Our first MPS experiment was scheduled to fly in March on the third shuttle mission. It was designed to look at the phenomena involved in polymerization (linking together of chains of molecules) without gravity. We think this may allow us to produce tiny plastic spheres needed for calibrating electron microscopes and cell-counting devices. NASA has funded research to look at the influence of a spacecraft environment on the processing of semiconductors, infrared-sensor materials, new optical glasses, radiation-detector crystals, and so forth. These experiments will be flown over the next three years.

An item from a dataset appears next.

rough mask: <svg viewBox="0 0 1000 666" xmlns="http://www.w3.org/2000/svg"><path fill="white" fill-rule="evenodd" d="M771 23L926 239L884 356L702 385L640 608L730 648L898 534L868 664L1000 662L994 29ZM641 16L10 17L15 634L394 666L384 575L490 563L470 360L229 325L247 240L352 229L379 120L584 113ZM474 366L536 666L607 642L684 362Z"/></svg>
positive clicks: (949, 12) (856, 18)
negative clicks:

Meanwhile, our Soviet and Japanese competitors have taken notice of MPS. Last year, the Russians completed an extensive series of experiments, some of which were from Eastern Europe and from France. Informal contacts with Soviet scientists have revealed a keen interest, and so an expanded program is expected. The Japanese have purchased space on one Shuttle flight for MPS experiments of their own, about which they are saying nothing.

To encourage the commercialization of space in these early uncertain experiments, NASA has been authorized to negotiate joint-endeavor agreements with American industry. A corporation pays all the cost of the experiment while NASA flies it. Thus far, two companies have signed such joint-endeavor agreements. McDonnell-Douglas is planning an electrophoresis experiment for separation of living cells to be flown this summer. The GTI Corporation in California plans a furnace to produce many small materials samples for scientists to study. NASA has also reached agreements with John Deere and the International Nickel Company and with duPont to use their MPS ground-based facilities, including drop towers.